As far as I can tell, there is no fundamental reason why StackOverflowException
should be uncatchable. And yet it is.
A thread's stack has a maximum size which defaults to 1MB or 4MB depending on bitness, but this space is merely reserved. It's not committed (thus using only virtual address space) until something actually requires that much stack.
As far as I know, the basic idea behind why it's uncatchable is that by then you've run out of all the stack and thus can't really execute anything other than code very carefully designed for the out-of-stack condition. But this begs the obvious solution: throw StackOverflowException
before we have run out of all the stack space!
Why isn't this done?
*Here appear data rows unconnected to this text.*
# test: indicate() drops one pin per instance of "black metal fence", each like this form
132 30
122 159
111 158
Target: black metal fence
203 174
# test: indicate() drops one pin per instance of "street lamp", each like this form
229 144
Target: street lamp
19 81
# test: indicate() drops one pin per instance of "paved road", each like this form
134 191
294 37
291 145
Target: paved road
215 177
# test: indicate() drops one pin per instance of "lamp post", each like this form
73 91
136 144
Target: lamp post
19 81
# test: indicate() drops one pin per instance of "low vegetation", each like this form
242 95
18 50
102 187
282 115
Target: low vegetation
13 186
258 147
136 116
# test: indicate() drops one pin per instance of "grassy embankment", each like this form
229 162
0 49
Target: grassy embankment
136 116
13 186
The only remotely sensible reason I can think of is that it was decided that the extra virtual address space that this would consume (not real memory usage, mind you!) is not worth the benefit of making this exception catchable.
Are there other concerns I haven't considered?
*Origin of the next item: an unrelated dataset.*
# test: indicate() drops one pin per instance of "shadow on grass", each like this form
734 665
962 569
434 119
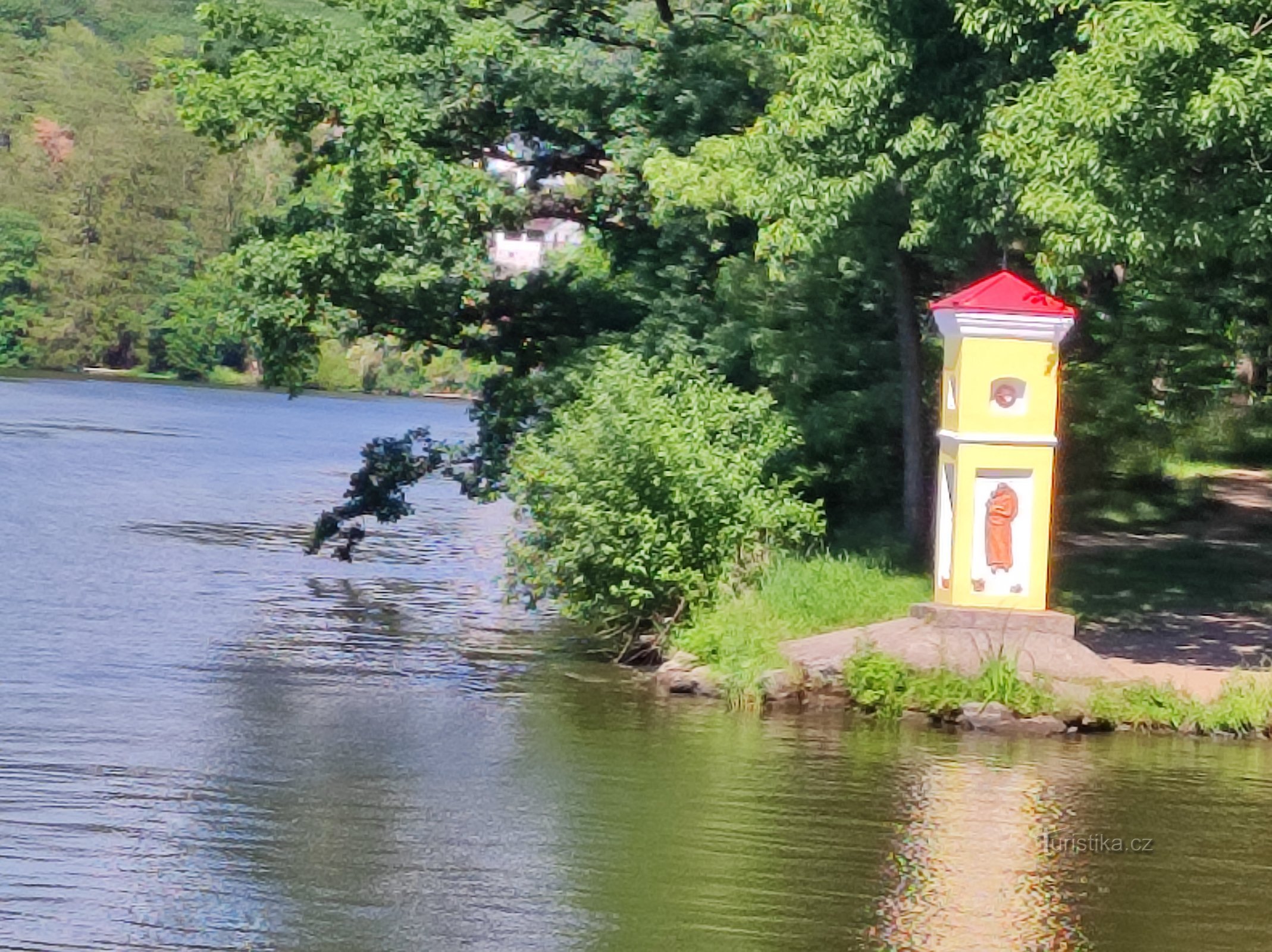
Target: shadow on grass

I feel I have to ask, because most answers addressing this on SO seem to imply that it's impossible to get this to work reasonably well, and that is why .NET makes them uncatchable.
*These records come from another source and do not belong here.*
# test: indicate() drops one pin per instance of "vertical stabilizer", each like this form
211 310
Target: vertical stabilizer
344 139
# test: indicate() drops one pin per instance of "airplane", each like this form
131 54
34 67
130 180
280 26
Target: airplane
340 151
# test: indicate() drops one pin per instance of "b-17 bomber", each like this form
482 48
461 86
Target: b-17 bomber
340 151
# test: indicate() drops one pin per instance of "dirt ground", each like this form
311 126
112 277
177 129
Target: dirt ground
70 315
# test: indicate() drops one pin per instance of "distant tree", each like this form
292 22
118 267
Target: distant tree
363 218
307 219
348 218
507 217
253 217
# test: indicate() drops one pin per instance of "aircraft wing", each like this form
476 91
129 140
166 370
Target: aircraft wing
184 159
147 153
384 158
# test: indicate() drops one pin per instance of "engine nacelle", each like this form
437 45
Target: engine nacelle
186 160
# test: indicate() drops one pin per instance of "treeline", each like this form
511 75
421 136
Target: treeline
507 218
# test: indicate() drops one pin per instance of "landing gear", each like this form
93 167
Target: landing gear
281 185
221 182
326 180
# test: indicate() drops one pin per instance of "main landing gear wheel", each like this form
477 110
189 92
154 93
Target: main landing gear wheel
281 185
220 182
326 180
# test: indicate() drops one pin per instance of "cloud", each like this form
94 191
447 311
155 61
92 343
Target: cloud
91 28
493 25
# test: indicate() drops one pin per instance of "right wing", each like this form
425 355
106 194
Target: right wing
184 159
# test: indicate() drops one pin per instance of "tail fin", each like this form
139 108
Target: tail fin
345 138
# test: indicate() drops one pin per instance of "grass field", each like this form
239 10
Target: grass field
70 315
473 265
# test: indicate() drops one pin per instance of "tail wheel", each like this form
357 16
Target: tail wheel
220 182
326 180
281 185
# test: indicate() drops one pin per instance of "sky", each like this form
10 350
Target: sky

The exact implementation details for the catchable variant seem unimportant, but here's just one idea. First, double the default reserved stack size, but set the exception to trigger at 1MB usage. So far this is exactly the same as the existing approach. But when the threshold is reached, instead of throwing an uncatchable exception, throw a catchable one while increasing the threshold to 1.5MB. If the exception is caught and we blow through the limit again, set it to 1.75MB. Then 1.875MB. Etc. Each nested and handled exception gets an ever decreasing amount of extra stack space to get handled until we get close enough to 2MB to require an uncatchable variant to be thrown.
To decrease the threshold back after a successful handling of the StackOverflowException, let's mark the memory page at half the stack size that we just blew through (so 0.5MB in the first instance) to fault on write. The fault handler will be triggered pretty much exclusively when we're back down to that level of stack usage, so it's not expensive. The handler will check the actual stack size and drop the threshold back if appropriate.